Festivals & Events in Yellowstone
There is plenty to see and do inside Yellowstone National Park, and we’ve only scratched the surface above.
If you’re visiting Yellowstone’s surrounding areas during particular times of the year, you’ll want to check out some popular annual events. We’ll cover a few of our favorites below. Note that, due to the sheer size of Yellowstone, event accessibility depends on where you are staying.
Targhee Music Festival – The Targhee Music Festival is one of the most popular music festivals near Yellowstone. It features a diverse lineup of musical acts in a neat outdoor venue. The Targhee Music Festival takes place each year in July and is a great way to soak up music and food while enjoying the mountain lifestyle. The event is at Grand Targhee Resort, which offers plenty of lodging, entertainment, and accommodations. Best of all, the resort is under a 20-minute drive to Yellowstone.
Cheyenne Frontier Days – Located in Cheyenne, Wyoming, Cheyenne Frontier Days bills itself as the World’s Largest Outdoor Rodeo and Western Celebration. We can’t officially verify that claim, but we can say that you’ll have a good time! There are plenty of booths, vendors, live music, games, and more, all centered around the Cheyenne Frontier Rodeo. The event is lots of fun, but do note that it’s a couple of hours’ drive from Yosemite. Cheyenne Frontier Days takes place in July each year.
Jackson Hole Sled Dog Race – Jackson Hole is located roughly 60 miles from Yellowstone’s South Entrance. Jackson Hole is a popular destination for all sorts of winter and summer activities (most notably its world-class downhill skiing). The annual sled dog race usually starts in late January each year. The race goes right through downtown Jackson Hole, and spectators can get a great view of this traditional sport.
Best Time to Visit Yellowstone
Thanks for reading our comprehensive guide to Yellowstone Park, and the best time to see this magnificent National Park yourself. There’s a reason Yellowstone remains one of the most visited National Parks in the entire world. From geysers to canyons to valleys and so much more, there’s something for everyone in Yellowstone.
Best Time to Visit Yellowstone FAQs
When is it Winter in Yellowstone?
Winter conditions in Yellowstone go from December to March. Winters in Yellowstone are cold and snowy, with temperatures routinely dipping below freezing. As such, visitors generally avoid the park during winter. But if you enjoy snowy vistas and don’t mind the temperatures, there’s still a lot to see.
The winter season brings a unique opportunity to beat the summer crowd, and a stay at the Old Faithful Snow Lodge and a winter tour is a unique experience you won’t forget.
How Long Does It Take to See All of Yellowstone?

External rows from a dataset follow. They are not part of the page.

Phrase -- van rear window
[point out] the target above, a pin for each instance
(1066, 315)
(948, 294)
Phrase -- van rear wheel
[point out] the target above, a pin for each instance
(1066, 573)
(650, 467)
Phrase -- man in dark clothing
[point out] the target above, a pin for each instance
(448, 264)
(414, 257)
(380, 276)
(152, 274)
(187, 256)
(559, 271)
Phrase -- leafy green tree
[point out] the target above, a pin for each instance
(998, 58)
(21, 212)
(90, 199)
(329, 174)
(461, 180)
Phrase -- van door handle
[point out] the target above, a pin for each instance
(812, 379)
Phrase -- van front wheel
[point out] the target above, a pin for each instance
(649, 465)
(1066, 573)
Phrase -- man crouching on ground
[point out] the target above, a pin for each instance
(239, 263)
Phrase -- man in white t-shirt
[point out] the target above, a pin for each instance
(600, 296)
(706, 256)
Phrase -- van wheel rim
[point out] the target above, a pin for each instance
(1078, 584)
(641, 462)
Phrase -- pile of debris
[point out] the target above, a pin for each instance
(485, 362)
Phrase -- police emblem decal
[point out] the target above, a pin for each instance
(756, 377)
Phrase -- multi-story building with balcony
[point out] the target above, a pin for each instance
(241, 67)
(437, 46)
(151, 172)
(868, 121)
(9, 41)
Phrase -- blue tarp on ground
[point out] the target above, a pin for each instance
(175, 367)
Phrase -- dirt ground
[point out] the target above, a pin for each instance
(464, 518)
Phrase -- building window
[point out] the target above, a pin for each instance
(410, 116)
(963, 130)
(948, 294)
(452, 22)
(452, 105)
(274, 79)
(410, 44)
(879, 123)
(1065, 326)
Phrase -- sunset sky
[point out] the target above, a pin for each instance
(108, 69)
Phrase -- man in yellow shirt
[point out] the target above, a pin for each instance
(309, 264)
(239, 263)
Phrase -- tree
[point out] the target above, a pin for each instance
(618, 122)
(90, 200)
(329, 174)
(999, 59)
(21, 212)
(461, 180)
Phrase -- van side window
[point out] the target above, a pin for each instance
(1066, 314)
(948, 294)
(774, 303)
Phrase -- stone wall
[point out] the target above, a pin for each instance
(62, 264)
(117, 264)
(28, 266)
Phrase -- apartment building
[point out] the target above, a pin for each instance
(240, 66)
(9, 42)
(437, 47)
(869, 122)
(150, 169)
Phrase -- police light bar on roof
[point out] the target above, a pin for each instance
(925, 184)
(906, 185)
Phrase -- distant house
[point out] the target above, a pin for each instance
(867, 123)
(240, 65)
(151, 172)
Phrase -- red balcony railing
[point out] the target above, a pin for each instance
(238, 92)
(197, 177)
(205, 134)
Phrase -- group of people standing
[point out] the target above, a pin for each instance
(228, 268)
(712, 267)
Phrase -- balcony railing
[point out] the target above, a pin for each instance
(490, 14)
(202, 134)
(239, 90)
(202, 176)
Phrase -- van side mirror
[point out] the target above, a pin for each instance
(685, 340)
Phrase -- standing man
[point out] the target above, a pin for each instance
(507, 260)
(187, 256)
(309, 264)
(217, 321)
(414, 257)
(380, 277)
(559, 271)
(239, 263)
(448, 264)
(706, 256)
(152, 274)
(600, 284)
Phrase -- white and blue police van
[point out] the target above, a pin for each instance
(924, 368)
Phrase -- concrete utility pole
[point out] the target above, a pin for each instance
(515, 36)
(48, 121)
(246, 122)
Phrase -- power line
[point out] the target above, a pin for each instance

Yellowstone National Park is massive, covering over 2 million acres of land. Seeing everything the park has to offer would probably take years, if not lifetimes. That said, if you’re looking to knock off the major tourist sites in Yellowstone (Old Faithful, Grand Prismatic, Grand Canyon of the Yellowstone, etc.) you can do it all in a single vacation.
All the main tourist hotspots are accessible by car, but it might be a few hours of driving in between spots. As long as you don’t mind all the driving, you can see the top sites in a few days.